Blackmagic Design Adds Avid DNxHD Recording, Playback to HyperDeck Studio
Blackmagic Design announced HyperDeck Software Update 2.0, a new software update for it’s popular HyperDeck Studio that adds broadcast quality compressed 10 bit recording and playback to the Avid DNxHD format.
DNxHD is a broadcast industry standard for media files and adding native support for this compressed video format into HyperDeck Studio will allow dramatically longer recording times, lower media storage costs, and full file format compatibility with Avid Media Composer systems. All media is recorded in MXF format, so it’s immediately available in Media Composer without any time consuming file copying or import processing.
HyperDeck Software Update 2.0 will be available at the end of November 2011 free of charge for all HyperDeck Studio customers.
HyperDeck Studio still includes support for uncompressed 10 bit video.
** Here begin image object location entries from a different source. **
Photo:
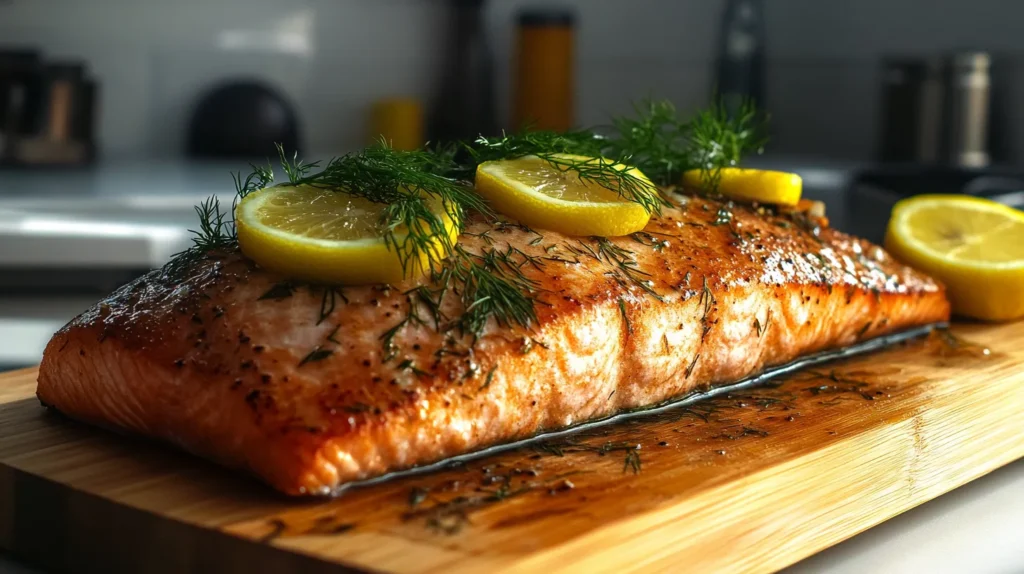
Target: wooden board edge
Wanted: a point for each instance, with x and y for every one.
(798, 523)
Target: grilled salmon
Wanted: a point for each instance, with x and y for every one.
(310, 387)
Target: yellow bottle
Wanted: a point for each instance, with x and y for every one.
(545, 80)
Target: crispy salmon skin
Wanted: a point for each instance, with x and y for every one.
(310, 387)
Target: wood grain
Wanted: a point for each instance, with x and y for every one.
(748, 482)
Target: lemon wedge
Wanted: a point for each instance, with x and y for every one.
(754, 185)
(974, 246)
(540, 194)
(325, 236)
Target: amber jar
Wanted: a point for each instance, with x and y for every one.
(544, 86)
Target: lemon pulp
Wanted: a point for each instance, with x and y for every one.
(327, 236)
(765, 186)
(540, 194)
(974, 246)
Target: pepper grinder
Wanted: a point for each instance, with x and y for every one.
(465, 106)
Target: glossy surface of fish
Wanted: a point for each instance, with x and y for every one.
(309, 388)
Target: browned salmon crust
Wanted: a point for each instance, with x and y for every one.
(290, 383)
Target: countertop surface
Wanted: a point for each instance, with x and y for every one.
(975, 528)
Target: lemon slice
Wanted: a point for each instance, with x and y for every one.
(974, 246)
(754, 185)
(325, 236)
(539, 194)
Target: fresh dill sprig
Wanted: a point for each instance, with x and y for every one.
(718, 139)
(591, 168)
(580, 142)
(654, 140)
(216, 229)
(411, 186)
(663, 144)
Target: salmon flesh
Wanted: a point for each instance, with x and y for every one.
(311, 387)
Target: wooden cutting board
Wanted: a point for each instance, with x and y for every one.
(748, 482)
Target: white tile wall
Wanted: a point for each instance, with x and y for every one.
(334, 57)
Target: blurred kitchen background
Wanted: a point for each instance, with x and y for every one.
(117, 116)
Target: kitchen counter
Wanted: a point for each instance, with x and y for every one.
(975, 528)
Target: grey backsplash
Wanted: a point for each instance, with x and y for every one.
(334, 57)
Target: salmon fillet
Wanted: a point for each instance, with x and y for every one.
(309, 388)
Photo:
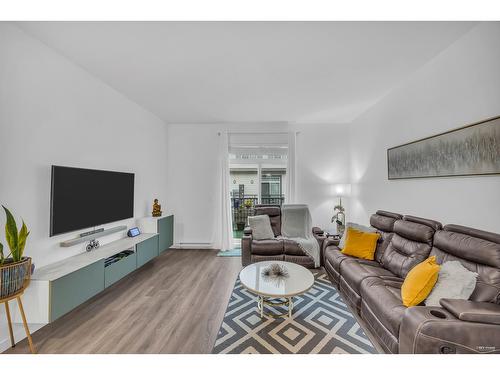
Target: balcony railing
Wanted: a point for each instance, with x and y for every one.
(241, 208)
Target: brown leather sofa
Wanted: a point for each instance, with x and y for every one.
(373, 288)
(253, 250)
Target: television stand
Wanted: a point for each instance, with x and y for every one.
(93, 235)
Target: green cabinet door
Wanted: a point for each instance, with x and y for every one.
(73, 289)
(166, 231)
(119, 270)
(146, 250)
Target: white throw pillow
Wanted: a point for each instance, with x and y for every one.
(261, 227)
(454, 281)
(362, 228)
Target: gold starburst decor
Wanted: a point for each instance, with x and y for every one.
(275, 270)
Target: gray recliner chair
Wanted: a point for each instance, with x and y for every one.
(275, 249)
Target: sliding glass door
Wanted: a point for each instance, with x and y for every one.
(258, 164)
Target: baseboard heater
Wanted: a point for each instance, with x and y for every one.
(193, 245)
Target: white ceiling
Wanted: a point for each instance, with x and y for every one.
(199, 72)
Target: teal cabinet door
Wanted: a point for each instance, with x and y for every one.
(119, 270)
(71, 290)
(146, 250)
(166, 231)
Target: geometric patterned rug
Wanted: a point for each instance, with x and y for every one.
(321, 323)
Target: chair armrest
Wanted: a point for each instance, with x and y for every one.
(470, 311)
(246, 247)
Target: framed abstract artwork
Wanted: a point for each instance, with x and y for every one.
(467, 151)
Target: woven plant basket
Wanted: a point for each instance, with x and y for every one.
(14, 277)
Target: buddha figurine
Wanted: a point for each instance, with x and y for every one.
(156, 209)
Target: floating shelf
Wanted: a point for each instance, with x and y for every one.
(92, 236)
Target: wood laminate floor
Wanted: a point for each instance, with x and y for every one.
(174, 304)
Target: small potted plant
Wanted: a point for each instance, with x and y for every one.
(15, 269)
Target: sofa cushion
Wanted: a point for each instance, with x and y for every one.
(476, 250)
(267, 247)
(410, 245)
(333, 257)
(359, 227)
(292, 248)
(383, 297)
(354, 271)
(419, 282)
(360, 244)
(383, 221)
With this new software update, customers will now be able to choose between uncompressed or DNxHD formats and then all recordings and playback will use that format.
HyperDeck Studio records direct to Solid State Disks, (SSDs) which offer fast read and write speeds, so they have the high bandwidth required for full SD or HD recording and playback.
HyperDeck Studio allows recording and playback from SDI and HDMI sources, and includes support for RS-422 deck control. Unlike broadcast decks, HyperDeck Studio can record forever because it includes dual SSD slots. This allows a new blank disk to be inserted while recording, and when the current recording disk is full, HyperDeck Studio will seamlessly continue to record across onto the new blank disk. Disks can be swapped constantly for continuous recording.
“This is a very exciting update because it means all our customer’s disks just became four to five times bigger and four to five times cheaper,” said Grant Petty, CEO of Blackmagic Design. “You get great 10 bit quality and in the MXF format that allows all files to be loaded into Avid Media Composer without any import processing. That’s the fastest and most efficient workflow possible, vitally important in fast moving broadcast stations.”